As described elsewhere [24, 87], growth kinetics were evaluated by plating a total of 1 x 105 ECFCs-derived cells (first passage) in 30-mm collagen-treated dishes in the presence of EBM-2 and 5% FBS supplemented with 10 ng/mL VEGF and one of the either compounds: BAPTA (30 μM, 1 hour), BTP2 (20 μM, 30 min), La3+ (10 μM, 30 min), or CAI (10 μM, 20 min). Cultures were incubated at 37°C (in 5% CO2 and humidified atmosphere) and cell growth assessed every day until confluence was reached in control cultures. At this point, cells were recovered by trypsinization from all dishes and the cell number assessed by counting in a haemocytometer. Preliminary experiments showed no unspecific or toxic effect for each agent when used at these concentrations.
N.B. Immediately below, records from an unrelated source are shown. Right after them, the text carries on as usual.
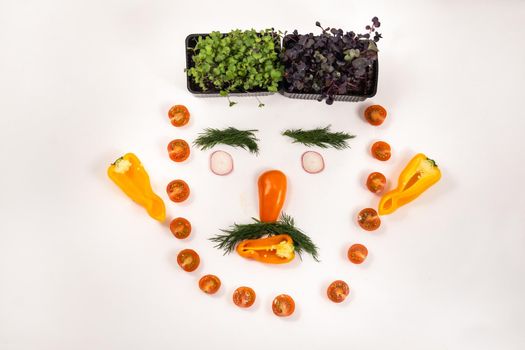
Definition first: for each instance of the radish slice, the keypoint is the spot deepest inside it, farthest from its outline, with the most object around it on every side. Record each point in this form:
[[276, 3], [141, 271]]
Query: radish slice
[[313, 162], [221, 163]]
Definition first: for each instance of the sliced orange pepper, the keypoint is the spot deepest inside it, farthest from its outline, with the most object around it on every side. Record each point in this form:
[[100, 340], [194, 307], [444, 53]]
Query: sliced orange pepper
[[272, 194], [129, 174], [419, 174], [277, 249]]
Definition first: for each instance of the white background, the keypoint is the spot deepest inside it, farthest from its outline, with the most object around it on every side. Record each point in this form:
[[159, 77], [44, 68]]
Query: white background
[[82, 267]]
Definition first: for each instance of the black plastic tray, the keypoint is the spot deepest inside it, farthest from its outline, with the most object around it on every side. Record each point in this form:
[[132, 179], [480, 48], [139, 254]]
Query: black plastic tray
[[344, 98], [191, 42]]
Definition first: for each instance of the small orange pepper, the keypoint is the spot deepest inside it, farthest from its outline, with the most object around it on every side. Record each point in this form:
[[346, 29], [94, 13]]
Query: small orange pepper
[[419, 174], [277, 249], [129, 174], [272, 194]]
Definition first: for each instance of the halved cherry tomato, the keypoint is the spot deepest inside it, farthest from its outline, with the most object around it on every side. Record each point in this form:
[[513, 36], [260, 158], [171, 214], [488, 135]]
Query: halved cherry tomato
[[178, 150], [368, 219], [375, 115], [209, 284], [180, 227], [188, 259], [381, 150], [376, 182], [283, 305], [244, 297], [178, 190], [338, 291], [357, 253], [179, 115]]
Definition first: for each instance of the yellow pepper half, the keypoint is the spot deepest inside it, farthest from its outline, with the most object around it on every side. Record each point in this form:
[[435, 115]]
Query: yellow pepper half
[[129, 174], [419, 174]]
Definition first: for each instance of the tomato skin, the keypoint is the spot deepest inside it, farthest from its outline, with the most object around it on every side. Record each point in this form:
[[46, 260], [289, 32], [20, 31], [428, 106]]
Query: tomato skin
[[368, 219], [376, 182], [338, 291], [178, 191], [209, 284], [178, 150], [381, 151], [180, 227], [357, 253], [188, 260], [244, 297], [179, 115], [375, 115], [283, 305]]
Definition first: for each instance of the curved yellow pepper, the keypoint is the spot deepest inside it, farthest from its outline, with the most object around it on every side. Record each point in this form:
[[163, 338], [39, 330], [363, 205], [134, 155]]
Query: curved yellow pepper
[[129, 174], [419, 174]]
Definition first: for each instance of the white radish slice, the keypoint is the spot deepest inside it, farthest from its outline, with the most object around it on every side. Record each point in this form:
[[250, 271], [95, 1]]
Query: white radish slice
[[313, 162], [221, 163]]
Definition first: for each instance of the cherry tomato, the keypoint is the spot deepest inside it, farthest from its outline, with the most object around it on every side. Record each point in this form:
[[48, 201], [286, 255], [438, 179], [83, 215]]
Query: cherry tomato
[[357, 253], [209, 284], [368, 219], [338, 291], [188, 259], [180, 227], [178, 150], [381, 150], [244, 297], [375, 115], [178, 190], [283, 305], [376, 182], [179, 115]]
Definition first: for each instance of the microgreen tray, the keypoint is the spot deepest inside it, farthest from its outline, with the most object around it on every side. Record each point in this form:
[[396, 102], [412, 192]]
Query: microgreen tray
[[191, 41]]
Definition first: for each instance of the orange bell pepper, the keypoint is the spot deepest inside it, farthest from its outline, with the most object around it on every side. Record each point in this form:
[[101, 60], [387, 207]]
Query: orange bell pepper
[[419, 174], [277, 249], [129, 174], [272, 194]]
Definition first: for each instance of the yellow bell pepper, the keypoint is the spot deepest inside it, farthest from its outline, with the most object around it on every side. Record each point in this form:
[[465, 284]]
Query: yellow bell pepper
[[419, 174], [129, 174], [277, 249]]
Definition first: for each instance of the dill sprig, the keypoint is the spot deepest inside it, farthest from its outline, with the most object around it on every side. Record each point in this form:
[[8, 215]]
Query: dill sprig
[[286, 225], [321, 137], [230, 136]]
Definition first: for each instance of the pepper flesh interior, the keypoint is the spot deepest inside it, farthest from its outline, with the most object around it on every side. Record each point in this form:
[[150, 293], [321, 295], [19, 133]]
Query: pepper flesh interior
[[283, 249]]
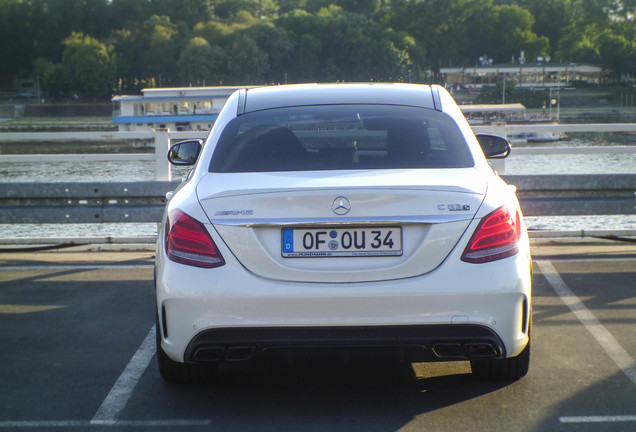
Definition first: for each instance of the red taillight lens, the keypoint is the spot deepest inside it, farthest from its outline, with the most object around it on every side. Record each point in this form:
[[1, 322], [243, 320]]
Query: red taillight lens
[[496, 237], [188, 242]]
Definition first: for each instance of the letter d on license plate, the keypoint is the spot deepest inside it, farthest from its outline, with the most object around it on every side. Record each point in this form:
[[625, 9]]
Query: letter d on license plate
[[341, 242]]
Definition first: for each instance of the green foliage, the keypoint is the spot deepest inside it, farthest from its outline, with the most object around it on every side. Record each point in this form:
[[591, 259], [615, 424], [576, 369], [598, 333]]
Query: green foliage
[[97, 47]]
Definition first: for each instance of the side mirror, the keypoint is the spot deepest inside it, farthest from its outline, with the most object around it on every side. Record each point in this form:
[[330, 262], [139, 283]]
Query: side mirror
[[494, 147], [185, 153]]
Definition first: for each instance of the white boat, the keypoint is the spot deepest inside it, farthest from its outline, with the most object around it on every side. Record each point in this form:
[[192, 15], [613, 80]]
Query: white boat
[[177, 108], [513, 114]]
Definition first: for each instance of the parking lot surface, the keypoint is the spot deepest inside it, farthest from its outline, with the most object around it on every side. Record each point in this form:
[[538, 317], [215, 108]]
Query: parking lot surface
[[77, 353]]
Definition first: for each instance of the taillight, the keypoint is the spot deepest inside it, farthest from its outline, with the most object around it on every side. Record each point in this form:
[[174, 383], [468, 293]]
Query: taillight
[[188, 242], [496, 237]]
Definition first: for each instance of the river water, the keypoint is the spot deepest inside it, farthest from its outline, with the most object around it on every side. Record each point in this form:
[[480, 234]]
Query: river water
[[144, 171]]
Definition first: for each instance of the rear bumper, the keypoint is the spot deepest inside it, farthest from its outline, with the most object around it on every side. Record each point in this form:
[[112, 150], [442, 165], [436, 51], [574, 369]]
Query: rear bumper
[[454, 312], [408, 343]]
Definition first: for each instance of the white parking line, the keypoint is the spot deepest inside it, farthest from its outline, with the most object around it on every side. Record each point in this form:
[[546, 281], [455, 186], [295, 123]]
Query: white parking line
[[611, 346], [75, 267], [122, 389], [597, 419], [66, 424]]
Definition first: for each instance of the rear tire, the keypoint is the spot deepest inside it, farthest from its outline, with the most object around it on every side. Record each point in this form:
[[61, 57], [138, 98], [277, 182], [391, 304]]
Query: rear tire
[[512, 368], [176, 372]]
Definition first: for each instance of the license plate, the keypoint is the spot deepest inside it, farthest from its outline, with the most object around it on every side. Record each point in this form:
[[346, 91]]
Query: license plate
[[341, 242]]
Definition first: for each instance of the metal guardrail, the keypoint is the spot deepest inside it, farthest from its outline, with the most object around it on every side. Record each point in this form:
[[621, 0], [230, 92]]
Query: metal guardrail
[[163, 137], [539, 195]]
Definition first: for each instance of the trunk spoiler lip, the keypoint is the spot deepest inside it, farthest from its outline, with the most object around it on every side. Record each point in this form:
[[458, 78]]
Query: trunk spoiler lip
[[338, 221]]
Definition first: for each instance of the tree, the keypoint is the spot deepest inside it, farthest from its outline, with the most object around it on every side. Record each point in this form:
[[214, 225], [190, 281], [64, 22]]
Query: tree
[[200, 63], [87, 65], [247, 63]]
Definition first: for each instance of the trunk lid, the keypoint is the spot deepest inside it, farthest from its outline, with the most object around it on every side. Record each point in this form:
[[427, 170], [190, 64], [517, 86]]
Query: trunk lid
[[344, 226]]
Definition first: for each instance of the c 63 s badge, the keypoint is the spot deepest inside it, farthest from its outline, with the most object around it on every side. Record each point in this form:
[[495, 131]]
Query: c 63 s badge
[[453, 207]]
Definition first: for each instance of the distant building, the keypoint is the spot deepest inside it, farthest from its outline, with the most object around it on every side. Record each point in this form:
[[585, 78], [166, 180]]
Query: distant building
[[178, 109], [526, 75]]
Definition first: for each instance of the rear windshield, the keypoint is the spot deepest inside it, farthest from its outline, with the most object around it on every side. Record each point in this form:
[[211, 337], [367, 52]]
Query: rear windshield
[[342, 137]]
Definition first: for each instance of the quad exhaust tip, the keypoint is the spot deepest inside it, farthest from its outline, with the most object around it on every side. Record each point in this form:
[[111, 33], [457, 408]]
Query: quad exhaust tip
[[467, 350], [215, 354]]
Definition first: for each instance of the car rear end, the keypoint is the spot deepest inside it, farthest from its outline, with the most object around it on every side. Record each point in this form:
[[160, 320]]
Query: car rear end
[[366, 219]]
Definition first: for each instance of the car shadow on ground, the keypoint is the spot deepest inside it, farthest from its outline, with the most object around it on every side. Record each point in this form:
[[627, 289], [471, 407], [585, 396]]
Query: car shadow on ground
[[317, 395]]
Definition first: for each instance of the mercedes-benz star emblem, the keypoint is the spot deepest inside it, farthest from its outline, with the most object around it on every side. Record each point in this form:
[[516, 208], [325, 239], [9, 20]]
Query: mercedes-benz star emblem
[[341, 206]]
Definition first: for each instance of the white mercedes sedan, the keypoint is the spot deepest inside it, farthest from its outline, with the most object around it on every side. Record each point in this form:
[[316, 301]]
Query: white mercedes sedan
[[342, 218]]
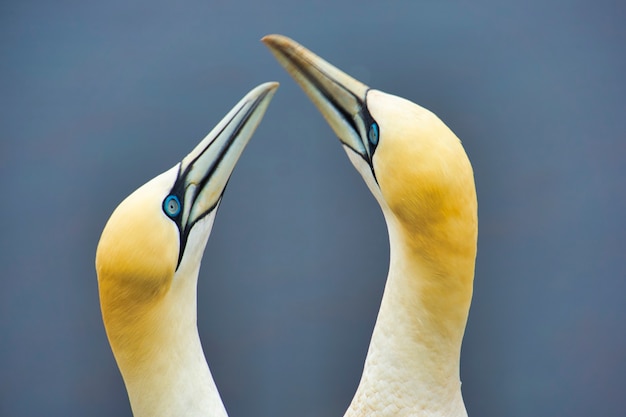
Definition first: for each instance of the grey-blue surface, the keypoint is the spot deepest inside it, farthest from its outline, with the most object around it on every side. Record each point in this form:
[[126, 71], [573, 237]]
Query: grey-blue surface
[[98, 97]]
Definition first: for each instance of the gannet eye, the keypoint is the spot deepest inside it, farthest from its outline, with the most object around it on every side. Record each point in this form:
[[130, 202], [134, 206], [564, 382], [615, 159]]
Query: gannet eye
[[372, 135], [171, 206]]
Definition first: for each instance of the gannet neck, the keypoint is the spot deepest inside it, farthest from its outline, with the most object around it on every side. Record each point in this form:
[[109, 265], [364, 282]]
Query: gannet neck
[[166, 373], [147, 262], [155, 340], [412, 365]]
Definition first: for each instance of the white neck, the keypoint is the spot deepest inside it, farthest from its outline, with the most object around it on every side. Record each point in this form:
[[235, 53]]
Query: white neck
[[412, 365], [171, 378]]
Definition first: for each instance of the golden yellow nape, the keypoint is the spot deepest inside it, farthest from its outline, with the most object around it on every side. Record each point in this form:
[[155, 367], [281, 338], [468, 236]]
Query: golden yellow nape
[[148, 259], [420, 175]]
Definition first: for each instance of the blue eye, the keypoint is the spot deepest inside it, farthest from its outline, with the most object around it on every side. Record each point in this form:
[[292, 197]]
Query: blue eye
[[171, 206], [372, 135]]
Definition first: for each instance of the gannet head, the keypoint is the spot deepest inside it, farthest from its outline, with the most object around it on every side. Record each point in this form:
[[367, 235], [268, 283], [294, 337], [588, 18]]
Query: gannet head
[[411, 161], [149, 253]]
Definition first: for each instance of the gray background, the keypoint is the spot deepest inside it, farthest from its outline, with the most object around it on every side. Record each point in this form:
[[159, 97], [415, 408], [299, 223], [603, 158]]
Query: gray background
[[98, 97]]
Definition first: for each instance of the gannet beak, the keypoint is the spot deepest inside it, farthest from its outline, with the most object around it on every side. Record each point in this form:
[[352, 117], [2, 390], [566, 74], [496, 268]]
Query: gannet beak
[[341, 99], [204, 173]]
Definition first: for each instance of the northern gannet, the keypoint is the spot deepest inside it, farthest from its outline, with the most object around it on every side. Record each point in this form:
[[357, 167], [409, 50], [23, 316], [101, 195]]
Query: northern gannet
[[147, 263], [419, 173]]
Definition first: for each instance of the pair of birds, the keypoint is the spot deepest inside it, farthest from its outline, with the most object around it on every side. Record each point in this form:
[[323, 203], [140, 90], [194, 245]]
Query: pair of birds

Each assay was repeated in triplicate.
In vitro tube formation assay
The tube formation assay was carried out as previously shown . To evaluate the effect of VEGF, early passage (P2-P3) BC-ECFCs were detached by trypsinization and resuspended in EBM-2 supplemented with 2% FBS. ECFC-derived cells were plated at 1.5 x 104 per well in Cultrex (Trevigen)-coated 96 well plates, in the presence of EBM-2 ± 10 ng/mL VEGF. Capillary network formation was assessed starting from 4 to 24 hours later. Three different sets of experiments, each performed in duplicate, were carried out. Experiments were repeated a minimum of three times and the vasculogenic response was measured by evaluating both dimensional and topological parameters. As illustrated in , we analyzed the length of endothelial tube-like structures (TLSs) and the number of the polygon structures established by TLSs, which are referred to as complex meshes and are indicative of endothelial cell migration. These analyses were performed by using the Angiogenesis Analyzer plugin of ImageJ (Gilles Carpentier, Faculte´ des Sciences et Technologie, Universite´ Paris Est, Creteil Val de Marne, France) . To evaluate the effect of SOCE inhibitors, the same protocol was repeated by stimulating in vitro angiogenesis with the EGM-2 medium in the presence and absence of the following drugs: BAPTA (30 μM, 1 hour), BTP2 (20 μM, 30 min), or CAI (10 μM, 20 min).
CONFLICTS OF INTEREST
The authors declare no conflicts of interest.